7. The type of ground truth used (expert consensus, pathology, outcomes data, etc.):
- Ground Truth Type: As explicitly stated in the document: "A more specific alternate chemical must be used in order to obtain a confirmed analytical result. Gas chromatography/mass spectrometry (GCMS) is the preferred confirmatory method. Other chemical confirmation methods are available."
- Therefore, the ground truth is established by Gas Chromatography/Mass Spectrometry (GC/MS) or other validated chemical confirmation methods. This is the gold standard for drug detection and quantification in urine.
8. The sample size for the training set:
- Sample Size for Training Set: The document makes no mention of a "training set" in the context of machine learning or AI. For an immunoassay, the "training" phase involves optimizing the assay reagents and conditions during development to achieve the desired sensitivity, specificity, and cut-off levels. This isn't typically quantified as a distinct "training set size" in the same way as an AI model.
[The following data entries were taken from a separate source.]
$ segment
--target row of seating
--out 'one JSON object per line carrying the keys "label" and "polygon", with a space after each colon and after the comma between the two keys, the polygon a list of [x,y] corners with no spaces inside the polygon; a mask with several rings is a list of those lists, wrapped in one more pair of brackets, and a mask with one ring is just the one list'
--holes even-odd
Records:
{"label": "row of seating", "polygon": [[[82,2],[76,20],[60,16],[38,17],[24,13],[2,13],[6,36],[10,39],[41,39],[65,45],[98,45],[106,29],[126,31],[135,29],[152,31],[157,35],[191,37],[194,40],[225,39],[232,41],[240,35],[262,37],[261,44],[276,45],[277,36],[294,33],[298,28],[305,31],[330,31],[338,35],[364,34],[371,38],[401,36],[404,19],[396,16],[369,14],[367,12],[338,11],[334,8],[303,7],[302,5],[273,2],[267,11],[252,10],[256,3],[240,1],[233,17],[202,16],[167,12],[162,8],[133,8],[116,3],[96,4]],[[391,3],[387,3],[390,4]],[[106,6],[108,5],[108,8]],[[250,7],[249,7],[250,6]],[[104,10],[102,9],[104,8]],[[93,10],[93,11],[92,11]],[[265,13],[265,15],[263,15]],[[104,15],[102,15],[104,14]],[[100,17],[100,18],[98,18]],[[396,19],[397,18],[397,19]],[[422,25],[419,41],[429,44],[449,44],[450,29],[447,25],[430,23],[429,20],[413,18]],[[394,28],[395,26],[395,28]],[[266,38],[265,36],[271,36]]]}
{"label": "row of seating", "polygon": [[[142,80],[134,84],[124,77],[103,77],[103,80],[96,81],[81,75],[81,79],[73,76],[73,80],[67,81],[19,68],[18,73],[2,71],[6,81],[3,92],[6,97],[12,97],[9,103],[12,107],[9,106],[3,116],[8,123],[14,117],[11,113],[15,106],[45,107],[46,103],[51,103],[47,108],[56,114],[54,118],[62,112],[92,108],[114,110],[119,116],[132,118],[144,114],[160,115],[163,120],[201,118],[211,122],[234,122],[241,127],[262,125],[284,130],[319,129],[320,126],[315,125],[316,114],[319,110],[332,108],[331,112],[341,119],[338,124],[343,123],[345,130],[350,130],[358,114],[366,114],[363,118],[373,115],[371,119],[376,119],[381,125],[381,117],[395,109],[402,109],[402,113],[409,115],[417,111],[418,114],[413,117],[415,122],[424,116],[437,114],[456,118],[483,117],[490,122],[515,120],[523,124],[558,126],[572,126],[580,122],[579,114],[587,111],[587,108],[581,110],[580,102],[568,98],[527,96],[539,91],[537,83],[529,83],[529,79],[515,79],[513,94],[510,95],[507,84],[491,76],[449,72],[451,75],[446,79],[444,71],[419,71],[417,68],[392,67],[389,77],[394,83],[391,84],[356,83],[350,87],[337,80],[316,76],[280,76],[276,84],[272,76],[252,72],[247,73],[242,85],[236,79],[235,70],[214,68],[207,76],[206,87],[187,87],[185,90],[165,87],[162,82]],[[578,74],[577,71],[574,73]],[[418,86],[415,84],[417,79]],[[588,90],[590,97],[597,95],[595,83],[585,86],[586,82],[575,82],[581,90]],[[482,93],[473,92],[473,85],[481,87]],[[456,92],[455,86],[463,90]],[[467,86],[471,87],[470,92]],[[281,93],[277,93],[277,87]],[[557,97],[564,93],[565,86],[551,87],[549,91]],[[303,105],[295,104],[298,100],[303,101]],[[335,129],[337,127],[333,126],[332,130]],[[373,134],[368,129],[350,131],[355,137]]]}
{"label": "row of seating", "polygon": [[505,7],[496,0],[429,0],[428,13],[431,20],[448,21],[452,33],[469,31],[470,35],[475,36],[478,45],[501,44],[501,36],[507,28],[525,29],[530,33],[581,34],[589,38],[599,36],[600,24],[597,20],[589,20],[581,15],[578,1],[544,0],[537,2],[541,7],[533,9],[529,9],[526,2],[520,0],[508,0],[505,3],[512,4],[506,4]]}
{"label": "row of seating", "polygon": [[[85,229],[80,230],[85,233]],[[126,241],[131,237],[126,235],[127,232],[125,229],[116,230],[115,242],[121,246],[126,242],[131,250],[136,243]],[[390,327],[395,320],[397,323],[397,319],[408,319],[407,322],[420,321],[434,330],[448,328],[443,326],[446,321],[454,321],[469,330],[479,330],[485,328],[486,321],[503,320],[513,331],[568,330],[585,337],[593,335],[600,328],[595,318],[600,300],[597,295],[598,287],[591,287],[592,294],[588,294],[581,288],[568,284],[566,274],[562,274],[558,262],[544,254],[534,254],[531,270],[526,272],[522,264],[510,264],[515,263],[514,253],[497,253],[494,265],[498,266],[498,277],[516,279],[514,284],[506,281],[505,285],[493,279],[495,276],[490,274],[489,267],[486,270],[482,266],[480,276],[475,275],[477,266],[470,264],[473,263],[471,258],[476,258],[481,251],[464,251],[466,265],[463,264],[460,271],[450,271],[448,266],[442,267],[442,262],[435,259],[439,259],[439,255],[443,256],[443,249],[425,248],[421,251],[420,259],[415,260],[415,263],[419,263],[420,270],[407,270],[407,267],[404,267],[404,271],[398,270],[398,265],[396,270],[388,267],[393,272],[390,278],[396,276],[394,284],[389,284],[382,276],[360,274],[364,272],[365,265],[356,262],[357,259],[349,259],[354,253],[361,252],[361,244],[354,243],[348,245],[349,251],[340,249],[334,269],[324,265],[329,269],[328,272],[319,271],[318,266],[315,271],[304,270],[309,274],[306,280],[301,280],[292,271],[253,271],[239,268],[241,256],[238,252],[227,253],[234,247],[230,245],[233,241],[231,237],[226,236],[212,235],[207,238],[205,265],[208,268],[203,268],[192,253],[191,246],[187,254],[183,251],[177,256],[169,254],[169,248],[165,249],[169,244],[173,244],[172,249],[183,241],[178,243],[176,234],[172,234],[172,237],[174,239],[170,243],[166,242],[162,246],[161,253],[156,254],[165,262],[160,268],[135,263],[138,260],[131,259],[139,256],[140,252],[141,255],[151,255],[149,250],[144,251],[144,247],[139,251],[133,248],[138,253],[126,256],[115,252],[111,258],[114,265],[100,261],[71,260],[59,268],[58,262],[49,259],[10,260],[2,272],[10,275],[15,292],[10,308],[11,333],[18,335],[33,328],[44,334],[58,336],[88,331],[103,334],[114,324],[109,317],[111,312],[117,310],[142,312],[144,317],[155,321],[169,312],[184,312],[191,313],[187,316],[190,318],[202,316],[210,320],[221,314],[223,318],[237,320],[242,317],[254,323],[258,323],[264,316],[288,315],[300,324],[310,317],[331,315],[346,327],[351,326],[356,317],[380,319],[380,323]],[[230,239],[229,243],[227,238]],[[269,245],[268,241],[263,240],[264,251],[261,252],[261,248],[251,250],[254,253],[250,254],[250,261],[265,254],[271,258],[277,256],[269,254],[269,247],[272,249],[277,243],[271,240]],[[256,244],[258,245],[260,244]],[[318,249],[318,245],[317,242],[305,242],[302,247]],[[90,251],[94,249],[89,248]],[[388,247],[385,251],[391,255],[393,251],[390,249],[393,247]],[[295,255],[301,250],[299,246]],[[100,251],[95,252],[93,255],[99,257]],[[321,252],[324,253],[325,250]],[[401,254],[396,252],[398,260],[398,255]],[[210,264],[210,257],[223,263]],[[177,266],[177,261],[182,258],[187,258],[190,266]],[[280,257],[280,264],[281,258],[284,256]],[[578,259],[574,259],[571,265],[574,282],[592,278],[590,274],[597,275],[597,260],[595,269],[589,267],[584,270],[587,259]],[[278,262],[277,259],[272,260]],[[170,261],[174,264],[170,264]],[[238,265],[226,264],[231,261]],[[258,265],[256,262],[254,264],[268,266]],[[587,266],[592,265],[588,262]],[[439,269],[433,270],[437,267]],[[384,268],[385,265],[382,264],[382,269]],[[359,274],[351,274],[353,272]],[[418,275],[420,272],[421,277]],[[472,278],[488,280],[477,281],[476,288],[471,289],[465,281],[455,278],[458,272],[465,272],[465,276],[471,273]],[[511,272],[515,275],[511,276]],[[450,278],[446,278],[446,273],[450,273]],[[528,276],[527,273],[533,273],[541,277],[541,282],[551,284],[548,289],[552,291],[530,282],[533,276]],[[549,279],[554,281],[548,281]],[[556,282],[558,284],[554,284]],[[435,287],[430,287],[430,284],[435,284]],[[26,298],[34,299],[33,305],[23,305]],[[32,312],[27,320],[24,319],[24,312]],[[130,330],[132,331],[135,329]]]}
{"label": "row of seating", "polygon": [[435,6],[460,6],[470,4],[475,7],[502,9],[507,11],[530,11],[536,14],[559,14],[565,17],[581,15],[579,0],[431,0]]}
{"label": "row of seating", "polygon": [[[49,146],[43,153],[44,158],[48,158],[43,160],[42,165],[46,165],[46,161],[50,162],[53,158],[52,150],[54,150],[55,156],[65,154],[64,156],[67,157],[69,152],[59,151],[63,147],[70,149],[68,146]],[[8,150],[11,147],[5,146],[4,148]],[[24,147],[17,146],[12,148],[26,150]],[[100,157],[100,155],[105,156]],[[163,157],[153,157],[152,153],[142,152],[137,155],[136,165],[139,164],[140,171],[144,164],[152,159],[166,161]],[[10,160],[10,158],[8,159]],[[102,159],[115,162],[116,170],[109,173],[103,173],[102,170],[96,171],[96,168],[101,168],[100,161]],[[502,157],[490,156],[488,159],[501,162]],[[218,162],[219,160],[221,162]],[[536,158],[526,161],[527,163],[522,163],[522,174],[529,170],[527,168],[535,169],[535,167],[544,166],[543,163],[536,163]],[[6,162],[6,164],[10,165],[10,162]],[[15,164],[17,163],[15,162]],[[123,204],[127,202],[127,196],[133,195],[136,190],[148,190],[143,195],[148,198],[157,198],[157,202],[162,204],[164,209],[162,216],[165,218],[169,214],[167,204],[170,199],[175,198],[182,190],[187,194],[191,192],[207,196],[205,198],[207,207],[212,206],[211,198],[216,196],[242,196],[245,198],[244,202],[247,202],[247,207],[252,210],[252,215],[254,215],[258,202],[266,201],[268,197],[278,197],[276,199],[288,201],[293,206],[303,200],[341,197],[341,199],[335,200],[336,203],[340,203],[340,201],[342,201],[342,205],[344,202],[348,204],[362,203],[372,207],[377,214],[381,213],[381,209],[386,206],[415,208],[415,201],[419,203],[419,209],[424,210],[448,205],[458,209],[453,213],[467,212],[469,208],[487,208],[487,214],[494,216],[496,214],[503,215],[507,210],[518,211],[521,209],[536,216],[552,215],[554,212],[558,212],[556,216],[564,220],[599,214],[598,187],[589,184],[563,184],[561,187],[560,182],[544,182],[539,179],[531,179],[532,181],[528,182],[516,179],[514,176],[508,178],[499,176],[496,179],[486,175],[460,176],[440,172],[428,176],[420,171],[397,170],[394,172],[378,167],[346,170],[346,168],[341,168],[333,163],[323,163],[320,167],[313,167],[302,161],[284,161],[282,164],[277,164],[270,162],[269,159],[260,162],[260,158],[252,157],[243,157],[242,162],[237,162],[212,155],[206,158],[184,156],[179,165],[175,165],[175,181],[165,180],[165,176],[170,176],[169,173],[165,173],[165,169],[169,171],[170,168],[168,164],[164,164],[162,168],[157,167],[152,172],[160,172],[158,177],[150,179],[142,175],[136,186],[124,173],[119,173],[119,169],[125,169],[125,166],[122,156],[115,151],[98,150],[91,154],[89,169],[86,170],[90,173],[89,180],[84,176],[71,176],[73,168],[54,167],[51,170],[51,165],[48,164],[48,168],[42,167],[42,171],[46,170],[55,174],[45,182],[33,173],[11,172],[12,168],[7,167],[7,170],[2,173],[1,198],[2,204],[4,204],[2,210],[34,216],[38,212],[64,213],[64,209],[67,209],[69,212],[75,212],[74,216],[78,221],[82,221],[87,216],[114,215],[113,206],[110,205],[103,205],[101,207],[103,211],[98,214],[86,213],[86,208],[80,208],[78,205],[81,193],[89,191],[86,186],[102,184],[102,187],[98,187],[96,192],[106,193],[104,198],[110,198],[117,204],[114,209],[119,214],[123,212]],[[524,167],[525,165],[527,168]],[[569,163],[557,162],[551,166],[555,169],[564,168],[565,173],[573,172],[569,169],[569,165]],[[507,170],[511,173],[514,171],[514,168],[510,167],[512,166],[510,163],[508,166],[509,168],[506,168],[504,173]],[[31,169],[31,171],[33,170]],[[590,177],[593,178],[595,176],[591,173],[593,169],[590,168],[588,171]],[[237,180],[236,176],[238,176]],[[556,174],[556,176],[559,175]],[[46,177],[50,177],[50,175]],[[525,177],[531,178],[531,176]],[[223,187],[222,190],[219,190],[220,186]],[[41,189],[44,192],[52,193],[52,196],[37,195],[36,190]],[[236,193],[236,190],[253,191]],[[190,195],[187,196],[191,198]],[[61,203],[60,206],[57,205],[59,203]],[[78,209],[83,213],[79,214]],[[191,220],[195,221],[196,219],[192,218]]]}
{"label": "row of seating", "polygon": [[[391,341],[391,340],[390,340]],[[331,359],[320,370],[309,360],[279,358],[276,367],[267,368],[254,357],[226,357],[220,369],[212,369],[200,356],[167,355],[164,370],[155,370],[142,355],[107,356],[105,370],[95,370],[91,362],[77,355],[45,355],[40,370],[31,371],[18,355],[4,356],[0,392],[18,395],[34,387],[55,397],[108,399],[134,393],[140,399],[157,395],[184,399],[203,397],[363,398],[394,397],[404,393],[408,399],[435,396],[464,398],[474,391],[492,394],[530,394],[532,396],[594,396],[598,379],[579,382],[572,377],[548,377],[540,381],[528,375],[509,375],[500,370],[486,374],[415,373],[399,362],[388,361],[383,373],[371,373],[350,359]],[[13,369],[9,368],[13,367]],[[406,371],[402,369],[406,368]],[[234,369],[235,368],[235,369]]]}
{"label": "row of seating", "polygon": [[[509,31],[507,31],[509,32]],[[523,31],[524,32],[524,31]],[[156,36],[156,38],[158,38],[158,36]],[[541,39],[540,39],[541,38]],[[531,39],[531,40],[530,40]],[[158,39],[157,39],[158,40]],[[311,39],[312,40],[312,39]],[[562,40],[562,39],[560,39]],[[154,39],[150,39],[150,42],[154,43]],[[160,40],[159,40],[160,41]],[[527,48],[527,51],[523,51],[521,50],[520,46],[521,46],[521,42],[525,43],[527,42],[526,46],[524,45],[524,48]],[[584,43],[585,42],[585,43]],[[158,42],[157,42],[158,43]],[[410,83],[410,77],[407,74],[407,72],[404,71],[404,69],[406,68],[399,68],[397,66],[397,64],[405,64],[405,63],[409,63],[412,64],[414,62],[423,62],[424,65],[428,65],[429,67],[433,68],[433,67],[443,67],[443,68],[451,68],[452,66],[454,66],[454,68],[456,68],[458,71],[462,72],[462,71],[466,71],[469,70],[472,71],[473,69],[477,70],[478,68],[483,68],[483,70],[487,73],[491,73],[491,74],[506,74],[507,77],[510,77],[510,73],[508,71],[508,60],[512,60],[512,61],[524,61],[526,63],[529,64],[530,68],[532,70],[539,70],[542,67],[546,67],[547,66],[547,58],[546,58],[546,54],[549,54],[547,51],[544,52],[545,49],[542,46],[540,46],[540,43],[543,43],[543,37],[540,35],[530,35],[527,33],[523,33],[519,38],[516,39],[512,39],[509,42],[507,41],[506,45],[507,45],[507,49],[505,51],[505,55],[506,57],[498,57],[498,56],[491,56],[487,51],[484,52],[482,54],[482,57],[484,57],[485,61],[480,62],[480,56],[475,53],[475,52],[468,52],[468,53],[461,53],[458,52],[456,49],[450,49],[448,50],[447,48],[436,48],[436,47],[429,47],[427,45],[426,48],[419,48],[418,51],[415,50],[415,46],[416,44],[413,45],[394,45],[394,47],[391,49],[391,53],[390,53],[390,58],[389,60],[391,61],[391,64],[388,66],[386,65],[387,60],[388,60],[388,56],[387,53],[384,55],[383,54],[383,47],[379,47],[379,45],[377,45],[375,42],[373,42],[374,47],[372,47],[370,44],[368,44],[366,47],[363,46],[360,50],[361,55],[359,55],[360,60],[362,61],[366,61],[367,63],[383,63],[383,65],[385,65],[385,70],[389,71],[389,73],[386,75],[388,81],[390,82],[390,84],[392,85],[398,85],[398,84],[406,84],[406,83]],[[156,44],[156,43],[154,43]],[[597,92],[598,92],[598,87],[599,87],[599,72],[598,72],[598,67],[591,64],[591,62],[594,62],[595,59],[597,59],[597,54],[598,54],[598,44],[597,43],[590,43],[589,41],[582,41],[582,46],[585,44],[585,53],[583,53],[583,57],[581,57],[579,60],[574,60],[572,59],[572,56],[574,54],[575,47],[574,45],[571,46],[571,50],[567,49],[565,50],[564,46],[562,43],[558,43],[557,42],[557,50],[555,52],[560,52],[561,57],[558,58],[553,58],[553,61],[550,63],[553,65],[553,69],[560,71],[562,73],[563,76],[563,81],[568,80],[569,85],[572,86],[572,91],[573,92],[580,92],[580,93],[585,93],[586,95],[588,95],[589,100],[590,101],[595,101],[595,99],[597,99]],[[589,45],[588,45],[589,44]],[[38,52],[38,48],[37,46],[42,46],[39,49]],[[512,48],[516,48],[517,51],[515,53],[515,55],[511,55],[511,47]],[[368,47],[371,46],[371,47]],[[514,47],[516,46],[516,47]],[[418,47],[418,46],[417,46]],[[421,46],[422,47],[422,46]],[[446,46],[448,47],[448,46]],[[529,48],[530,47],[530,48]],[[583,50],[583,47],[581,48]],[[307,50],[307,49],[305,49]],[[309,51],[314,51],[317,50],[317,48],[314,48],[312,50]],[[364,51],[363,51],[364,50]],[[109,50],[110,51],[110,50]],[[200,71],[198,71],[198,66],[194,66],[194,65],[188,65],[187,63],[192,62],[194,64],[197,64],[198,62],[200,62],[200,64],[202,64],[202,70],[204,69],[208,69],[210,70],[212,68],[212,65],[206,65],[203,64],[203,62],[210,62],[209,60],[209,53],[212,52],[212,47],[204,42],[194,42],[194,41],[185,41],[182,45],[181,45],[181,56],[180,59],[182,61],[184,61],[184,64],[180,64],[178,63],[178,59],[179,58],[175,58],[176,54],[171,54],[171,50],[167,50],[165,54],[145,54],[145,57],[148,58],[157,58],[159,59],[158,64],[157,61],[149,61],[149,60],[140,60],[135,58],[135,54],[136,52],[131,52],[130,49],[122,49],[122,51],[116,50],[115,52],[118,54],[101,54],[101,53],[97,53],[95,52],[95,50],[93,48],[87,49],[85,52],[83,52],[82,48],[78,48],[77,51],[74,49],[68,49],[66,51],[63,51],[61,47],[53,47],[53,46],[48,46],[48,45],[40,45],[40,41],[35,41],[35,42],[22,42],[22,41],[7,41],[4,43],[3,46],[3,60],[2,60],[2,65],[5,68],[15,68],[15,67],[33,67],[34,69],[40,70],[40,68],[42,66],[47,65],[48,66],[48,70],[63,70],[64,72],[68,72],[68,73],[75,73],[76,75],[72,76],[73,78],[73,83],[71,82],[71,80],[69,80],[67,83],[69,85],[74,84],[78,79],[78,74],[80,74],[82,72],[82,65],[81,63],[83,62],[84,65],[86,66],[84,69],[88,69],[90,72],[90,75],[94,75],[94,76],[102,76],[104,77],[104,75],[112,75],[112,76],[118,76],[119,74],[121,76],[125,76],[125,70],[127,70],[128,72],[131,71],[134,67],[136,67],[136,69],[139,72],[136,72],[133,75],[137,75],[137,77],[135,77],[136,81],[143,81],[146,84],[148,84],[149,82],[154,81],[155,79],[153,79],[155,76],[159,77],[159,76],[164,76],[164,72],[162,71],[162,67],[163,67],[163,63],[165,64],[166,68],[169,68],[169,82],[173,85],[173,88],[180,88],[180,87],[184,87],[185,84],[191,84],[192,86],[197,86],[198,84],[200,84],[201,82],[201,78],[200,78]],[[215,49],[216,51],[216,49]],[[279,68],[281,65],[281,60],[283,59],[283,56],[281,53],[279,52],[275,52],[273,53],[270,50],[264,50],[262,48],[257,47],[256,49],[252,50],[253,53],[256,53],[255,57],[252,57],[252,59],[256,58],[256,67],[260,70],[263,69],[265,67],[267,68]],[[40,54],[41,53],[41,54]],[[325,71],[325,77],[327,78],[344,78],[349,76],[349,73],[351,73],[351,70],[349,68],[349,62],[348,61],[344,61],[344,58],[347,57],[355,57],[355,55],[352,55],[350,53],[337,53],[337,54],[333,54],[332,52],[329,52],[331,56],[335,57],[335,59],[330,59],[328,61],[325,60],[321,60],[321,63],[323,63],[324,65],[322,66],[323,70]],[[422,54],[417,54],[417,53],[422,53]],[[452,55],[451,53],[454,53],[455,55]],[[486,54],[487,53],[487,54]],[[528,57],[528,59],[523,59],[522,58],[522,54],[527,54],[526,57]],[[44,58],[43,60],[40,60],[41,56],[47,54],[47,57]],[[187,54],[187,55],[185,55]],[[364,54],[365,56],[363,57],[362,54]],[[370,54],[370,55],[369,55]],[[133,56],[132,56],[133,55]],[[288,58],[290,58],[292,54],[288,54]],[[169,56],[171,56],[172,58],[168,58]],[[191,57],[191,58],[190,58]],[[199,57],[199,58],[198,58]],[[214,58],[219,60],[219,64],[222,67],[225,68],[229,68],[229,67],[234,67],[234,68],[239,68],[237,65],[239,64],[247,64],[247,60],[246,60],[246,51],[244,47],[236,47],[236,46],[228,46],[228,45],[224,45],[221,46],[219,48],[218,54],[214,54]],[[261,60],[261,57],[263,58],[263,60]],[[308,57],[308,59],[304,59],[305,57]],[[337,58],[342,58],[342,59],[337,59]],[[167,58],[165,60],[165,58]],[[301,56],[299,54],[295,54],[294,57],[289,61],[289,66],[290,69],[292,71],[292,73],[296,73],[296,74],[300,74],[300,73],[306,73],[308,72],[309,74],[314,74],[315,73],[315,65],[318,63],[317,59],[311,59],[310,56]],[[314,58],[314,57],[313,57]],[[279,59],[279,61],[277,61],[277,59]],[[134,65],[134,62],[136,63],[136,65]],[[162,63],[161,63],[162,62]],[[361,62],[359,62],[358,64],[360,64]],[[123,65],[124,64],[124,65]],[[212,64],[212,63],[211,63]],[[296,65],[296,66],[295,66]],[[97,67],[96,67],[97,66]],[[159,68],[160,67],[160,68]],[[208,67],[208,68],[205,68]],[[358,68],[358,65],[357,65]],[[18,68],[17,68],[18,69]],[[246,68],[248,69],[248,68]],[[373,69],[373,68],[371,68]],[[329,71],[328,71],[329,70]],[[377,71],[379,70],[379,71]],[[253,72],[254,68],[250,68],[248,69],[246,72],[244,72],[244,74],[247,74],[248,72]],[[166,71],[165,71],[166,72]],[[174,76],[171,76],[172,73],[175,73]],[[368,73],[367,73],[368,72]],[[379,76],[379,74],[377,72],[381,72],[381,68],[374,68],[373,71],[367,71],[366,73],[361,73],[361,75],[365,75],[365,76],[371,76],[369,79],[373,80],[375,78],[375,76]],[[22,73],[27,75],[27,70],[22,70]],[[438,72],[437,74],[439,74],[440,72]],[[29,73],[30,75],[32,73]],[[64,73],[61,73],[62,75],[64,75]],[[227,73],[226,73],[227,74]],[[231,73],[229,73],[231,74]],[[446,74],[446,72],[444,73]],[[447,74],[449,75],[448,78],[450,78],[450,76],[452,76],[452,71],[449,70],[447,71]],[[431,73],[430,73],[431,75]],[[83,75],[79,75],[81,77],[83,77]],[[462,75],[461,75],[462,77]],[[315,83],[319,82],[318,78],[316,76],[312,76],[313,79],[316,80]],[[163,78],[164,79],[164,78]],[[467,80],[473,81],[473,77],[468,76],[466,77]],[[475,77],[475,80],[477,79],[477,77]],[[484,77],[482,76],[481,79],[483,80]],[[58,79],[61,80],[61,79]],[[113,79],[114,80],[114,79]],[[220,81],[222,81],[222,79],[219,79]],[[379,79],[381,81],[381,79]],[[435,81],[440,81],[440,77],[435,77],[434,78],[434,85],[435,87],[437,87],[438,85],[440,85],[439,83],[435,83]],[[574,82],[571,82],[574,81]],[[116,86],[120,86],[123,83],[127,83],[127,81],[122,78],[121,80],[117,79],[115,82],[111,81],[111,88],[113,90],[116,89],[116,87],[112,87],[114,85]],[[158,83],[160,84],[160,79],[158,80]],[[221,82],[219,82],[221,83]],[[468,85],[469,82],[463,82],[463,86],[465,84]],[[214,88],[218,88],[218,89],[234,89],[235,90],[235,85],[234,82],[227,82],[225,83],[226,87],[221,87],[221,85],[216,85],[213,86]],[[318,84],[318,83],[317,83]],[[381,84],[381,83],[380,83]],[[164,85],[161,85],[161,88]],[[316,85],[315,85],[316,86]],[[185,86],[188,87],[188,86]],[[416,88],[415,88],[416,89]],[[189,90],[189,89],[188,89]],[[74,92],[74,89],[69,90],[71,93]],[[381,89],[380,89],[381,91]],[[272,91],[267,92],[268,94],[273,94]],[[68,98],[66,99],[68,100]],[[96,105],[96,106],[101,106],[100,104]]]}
9. How the ground truth for the training set was established:
- Ground Truth for Training Set: Not applicable in the AI sense. During the development and optimization of the immunoassay, various spiked and clinical samples would be tested, and their true concentrations (ground truth) would be established using a similar, highly accurate analytical method like GC/MS to guide the optimization of the immunoassay's performance characteristics.